Banzhaf, chair of genetic programming in the Department of Computer Science and Engineering, says, “This project shows the synergy between a computational modeling approach that is virtual and an experimental approach that’s measuring things in the lab. It’s proving you can bring more efficiency to the scientific discovery process.”
The collaboration leverages the Banzhaf lab’s expertise in predictive programming to help optimize the Gilad lab’s prowess in engineering new or improved functions into biological systems. In the case of this grant, the team is creating proteins and peptides — biomolecules that are the building blocks of proteins — that can help with medical imaging and diagnostics.
For example, sometimes doctors need to use what’s known as a dye or contrast agent to enhance MRI scans. Physicians will inject the dye into patients to get a better look at what’s going on to make more detailed and accurate diagnoses. These contrast agents typically incorporate a metal known as gadolinium.
Gadolinium is a bit of a blunt instrument, especially in comparison to emerging treatments that act only on specific cells or parts of cells. And, in some cases, gadolinium-based dyes can lead to health complications.
The Spartan team is working to reduce or replace conventional contrast agents with biocompatible peptides and proteins that, like the more precise therapies in development, target specific parts of a patient’s biology.
Elsewhere on the banks of the Red Cedar, Xiaopeng Li, an associate professor in the Department of Pediatrics and Human Development, has been awarded a $2.1 million federal grant to study a gene therapy treatment for cystic fibrosis, a potential cure for the rare, lethal disease that afflicts more than 30,000 people in the U.S. and 70,000 worldwide.

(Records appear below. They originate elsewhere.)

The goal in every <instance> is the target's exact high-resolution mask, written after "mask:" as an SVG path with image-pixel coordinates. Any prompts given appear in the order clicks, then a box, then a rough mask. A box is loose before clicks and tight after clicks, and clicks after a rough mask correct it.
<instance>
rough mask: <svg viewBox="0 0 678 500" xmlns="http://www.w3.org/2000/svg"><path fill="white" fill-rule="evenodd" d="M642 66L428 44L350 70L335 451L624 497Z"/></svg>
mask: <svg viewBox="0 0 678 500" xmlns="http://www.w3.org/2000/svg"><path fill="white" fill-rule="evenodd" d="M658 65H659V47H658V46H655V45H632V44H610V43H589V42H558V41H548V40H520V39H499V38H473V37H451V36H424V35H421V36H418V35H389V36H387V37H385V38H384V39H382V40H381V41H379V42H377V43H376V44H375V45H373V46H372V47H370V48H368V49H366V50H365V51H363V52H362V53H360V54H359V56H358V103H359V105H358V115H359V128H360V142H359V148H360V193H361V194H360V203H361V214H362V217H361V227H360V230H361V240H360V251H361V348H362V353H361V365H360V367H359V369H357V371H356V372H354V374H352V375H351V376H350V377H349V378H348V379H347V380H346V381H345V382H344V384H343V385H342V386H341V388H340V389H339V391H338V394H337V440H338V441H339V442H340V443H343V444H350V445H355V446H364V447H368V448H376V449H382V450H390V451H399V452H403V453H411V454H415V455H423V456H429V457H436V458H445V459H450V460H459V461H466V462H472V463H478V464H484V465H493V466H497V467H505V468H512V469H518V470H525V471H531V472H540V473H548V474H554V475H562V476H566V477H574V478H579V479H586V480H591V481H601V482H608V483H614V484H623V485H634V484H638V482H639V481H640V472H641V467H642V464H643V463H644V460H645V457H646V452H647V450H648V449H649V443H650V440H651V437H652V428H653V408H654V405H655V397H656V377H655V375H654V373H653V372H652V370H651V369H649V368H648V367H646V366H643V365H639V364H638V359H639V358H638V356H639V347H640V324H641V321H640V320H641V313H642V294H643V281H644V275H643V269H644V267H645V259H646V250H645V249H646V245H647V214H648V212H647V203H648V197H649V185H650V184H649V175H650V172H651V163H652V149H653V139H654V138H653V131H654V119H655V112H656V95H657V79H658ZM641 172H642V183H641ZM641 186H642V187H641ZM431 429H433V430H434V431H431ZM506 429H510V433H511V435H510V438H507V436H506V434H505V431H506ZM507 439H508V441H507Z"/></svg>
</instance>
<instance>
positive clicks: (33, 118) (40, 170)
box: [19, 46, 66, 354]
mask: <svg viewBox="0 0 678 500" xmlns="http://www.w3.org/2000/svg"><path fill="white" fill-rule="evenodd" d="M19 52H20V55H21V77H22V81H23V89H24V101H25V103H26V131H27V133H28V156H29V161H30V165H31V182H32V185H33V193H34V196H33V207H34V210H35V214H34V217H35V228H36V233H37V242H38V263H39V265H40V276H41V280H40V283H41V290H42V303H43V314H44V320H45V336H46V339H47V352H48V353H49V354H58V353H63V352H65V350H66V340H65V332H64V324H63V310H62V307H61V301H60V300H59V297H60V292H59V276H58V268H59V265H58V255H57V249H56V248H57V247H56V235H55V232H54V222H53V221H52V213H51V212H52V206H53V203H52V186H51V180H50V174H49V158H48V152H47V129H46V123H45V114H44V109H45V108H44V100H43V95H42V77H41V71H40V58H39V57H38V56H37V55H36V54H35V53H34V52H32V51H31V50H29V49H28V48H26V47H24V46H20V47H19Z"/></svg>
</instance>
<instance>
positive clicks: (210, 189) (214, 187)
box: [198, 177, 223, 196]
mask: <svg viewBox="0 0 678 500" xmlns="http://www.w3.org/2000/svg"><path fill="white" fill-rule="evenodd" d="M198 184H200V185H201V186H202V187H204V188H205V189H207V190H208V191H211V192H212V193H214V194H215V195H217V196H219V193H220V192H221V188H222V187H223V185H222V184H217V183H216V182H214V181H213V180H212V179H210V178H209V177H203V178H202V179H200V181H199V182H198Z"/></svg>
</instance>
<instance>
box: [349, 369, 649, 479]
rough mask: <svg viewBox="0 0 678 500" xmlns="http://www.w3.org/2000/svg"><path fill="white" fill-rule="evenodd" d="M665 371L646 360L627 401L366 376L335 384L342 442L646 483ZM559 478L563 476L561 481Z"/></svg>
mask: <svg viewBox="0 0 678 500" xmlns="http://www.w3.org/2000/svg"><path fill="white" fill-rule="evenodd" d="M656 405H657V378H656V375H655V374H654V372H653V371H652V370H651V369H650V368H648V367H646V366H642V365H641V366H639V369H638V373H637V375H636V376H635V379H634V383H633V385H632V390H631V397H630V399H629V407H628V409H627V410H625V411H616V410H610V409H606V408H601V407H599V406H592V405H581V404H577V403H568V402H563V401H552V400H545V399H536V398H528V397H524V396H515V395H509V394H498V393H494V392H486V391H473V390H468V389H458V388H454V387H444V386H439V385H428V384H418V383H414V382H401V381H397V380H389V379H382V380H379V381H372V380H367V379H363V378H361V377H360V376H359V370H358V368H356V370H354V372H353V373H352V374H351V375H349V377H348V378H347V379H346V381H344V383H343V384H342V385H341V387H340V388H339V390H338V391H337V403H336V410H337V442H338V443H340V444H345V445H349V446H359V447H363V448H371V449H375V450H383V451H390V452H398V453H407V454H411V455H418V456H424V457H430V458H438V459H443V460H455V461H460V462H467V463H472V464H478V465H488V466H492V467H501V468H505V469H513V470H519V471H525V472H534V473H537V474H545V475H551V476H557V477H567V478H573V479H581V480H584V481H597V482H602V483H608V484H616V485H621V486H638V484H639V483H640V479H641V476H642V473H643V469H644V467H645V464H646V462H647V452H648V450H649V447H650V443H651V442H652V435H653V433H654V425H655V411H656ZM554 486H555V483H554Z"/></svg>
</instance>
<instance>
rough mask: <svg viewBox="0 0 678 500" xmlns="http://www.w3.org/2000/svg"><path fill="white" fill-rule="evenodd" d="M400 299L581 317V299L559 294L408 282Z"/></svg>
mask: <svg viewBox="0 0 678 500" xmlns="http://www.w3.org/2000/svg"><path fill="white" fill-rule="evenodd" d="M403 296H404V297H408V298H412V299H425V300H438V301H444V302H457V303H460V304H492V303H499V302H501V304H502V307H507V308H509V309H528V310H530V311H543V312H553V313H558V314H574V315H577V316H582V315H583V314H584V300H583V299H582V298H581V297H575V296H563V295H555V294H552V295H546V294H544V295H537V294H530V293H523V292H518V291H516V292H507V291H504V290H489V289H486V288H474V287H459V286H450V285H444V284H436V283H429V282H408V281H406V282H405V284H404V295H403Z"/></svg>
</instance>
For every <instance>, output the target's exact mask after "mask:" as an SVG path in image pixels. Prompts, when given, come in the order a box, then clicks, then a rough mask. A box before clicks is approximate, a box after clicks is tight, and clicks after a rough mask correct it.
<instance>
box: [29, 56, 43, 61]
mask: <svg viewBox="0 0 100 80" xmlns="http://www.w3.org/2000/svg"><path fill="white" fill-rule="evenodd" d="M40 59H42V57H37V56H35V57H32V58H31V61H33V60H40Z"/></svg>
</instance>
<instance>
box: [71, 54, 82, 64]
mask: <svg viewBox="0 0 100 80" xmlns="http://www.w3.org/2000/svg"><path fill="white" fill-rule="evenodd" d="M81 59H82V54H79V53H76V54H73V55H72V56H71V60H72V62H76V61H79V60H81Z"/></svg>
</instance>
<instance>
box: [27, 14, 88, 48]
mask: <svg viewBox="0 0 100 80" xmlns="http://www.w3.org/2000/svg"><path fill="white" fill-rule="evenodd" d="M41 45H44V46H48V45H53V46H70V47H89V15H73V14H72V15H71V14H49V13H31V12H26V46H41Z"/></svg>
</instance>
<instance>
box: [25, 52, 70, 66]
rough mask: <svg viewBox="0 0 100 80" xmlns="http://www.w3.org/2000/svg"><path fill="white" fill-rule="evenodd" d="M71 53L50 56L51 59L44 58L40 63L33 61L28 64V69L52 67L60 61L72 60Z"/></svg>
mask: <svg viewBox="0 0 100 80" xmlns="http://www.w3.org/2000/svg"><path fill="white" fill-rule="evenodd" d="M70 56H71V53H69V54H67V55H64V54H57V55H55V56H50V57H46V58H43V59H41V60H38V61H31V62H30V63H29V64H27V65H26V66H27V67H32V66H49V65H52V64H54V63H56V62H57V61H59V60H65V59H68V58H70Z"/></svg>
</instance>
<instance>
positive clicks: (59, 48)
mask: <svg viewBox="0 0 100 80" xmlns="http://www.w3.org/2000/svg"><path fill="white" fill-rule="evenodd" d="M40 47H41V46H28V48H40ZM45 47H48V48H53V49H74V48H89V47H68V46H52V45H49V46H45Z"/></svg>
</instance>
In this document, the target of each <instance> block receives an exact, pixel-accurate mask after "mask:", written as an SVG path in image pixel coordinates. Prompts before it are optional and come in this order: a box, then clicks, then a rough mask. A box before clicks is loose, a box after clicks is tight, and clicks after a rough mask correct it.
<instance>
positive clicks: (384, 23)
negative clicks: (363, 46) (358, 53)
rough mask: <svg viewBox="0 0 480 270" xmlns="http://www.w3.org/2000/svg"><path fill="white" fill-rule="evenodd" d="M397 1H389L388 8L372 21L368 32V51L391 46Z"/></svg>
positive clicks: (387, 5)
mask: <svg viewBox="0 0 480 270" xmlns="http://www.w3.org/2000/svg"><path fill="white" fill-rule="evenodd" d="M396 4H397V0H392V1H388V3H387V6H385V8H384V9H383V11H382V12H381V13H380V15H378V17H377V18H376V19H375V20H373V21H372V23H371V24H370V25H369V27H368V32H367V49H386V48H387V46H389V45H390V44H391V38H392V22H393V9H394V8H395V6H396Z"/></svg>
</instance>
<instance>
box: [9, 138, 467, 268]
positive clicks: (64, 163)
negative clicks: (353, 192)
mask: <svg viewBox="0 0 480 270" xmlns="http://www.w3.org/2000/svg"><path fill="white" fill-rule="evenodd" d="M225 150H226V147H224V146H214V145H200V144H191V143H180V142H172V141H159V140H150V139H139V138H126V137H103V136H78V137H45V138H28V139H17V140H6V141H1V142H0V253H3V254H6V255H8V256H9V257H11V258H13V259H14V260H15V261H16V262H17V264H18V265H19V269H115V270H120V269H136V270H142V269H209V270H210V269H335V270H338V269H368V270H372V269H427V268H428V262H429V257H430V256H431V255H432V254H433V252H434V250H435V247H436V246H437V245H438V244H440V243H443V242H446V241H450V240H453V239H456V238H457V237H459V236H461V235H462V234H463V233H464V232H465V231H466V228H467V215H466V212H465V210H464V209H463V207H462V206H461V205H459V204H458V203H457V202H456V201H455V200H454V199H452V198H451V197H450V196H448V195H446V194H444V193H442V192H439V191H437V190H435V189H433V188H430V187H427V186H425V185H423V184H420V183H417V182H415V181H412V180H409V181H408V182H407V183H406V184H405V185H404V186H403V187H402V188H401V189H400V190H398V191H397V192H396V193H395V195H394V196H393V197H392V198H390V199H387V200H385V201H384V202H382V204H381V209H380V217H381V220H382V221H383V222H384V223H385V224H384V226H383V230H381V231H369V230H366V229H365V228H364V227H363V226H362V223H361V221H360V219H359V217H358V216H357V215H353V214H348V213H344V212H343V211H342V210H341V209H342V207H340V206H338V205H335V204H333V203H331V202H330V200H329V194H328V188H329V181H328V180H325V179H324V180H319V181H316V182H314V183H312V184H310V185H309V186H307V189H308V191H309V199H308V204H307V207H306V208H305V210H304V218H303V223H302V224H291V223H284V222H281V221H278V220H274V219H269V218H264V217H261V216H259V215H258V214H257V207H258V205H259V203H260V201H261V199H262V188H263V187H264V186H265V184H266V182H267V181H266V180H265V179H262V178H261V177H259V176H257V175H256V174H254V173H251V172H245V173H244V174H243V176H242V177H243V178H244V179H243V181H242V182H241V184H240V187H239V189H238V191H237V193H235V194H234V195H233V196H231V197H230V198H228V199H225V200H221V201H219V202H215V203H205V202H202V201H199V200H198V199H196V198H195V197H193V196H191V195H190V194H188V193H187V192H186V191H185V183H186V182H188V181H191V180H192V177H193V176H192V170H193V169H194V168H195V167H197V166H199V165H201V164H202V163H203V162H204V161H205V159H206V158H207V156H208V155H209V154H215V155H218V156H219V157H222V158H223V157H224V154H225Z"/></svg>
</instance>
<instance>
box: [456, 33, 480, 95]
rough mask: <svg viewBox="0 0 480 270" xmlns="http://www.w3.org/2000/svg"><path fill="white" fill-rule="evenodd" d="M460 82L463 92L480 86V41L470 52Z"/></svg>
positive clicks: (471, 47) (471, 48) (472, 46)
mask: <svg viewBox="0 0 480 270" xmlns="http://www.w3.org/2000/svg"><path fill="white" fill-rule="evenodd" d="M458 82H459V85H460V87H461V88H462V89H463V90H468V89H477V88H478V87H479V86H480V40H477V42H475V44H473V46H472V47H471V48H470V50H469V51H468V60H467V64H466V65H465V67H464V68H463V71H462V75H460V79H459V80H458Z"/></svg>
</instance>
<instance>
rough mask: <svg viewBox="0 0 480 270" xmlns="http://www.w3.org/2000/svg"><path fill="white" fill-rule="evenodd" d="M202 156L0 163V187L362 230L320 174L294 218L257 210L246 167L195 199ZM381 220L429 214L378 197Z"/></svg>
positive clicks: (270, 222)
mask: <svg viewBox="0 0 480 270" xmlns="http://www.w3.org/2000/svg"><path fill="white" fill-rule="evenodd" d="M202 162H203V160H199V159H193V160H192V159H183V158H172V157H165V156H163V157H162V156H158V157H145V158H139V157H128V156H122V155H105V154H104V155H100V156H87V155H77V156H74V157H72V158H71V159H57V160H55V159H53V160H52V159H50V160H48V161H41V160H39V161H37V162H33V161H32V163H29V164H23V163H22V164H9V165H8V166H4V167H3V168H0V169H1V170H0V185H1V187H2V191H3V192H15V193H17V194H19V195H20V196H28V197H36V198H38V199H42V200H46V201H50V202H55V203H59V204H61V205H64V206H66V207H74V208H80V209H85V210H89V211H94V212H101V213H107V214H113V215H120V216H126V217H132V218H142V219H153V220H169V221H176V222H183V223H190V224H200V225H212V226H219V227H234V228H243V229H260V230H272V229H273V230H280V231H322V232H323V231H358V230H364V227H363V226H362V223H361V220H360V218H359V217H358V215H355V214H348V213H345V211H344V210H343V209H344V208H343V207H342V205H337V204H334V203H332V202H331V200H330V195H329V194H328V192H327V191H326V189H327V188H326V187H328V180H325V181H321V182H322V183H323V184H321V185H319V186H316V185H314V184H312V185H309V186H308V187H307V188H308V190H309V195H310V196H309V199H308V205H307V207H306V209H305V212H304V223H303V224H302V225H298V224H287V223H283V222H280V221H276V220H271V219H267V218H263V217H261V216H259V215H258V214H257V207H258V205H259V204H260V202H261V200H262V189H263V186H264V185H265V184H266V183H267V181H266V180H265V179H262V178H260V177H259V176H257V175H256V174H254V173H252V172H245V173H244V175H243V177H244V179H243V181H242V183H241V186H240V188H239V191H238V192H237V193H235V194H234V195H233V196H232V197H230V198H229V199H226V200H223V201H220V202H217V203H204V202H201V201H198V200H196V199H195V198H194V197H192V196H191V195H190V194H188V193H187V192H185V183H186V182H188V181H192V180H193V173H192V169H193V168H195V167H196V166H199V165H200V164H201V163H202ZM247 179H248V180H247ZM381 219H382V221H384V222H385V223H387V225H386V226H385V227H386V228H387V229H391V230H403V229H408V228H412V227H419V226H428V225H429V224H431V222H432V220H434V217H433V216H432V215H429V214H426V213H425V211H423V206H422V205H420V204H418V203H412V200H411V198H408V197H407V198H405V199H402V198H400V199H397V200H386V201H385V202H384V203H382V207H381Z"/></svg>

The grant from the National Institutes of Health will allow a team of researchers led by Li to study how CFTR gene (the causal gene for cystic fibrosis) mutations in the small airways in the lungs of cystic fibrosis patients lead to life-threatening infections.
The funding, which covers four years, is “critical for this research,” Li says. “One reason we got the grant is we have a lot of data to show this is a feasible approach to treating the disease.”
Li will lead a team that includes College of Human Medicine researchers Jeremy Prokop and Christopher Waters. The team also includes four pulmonologists — Reda Girgis, Susan Millard, and John Schuen from Spectrum Health and the Helen DeVos Children’s Hospital Cystic Fibrosis Center, and Ryan Thomas from MSU’s College of Human Medicine.
“Marrying basic science and clinical medicine is a goal that is driving the collaboration between MSU and Helen DeVos Children’s Hospital/Spectrum Health,” says Dr. John Schuen, chair of the Cystic Fibrosis Translational Research Program. “This relationship has already led to significant grant opportunities and published literature. Together, we will help uncover important discoveries at the cellular level that we hope will benefit our CF patients in the future.”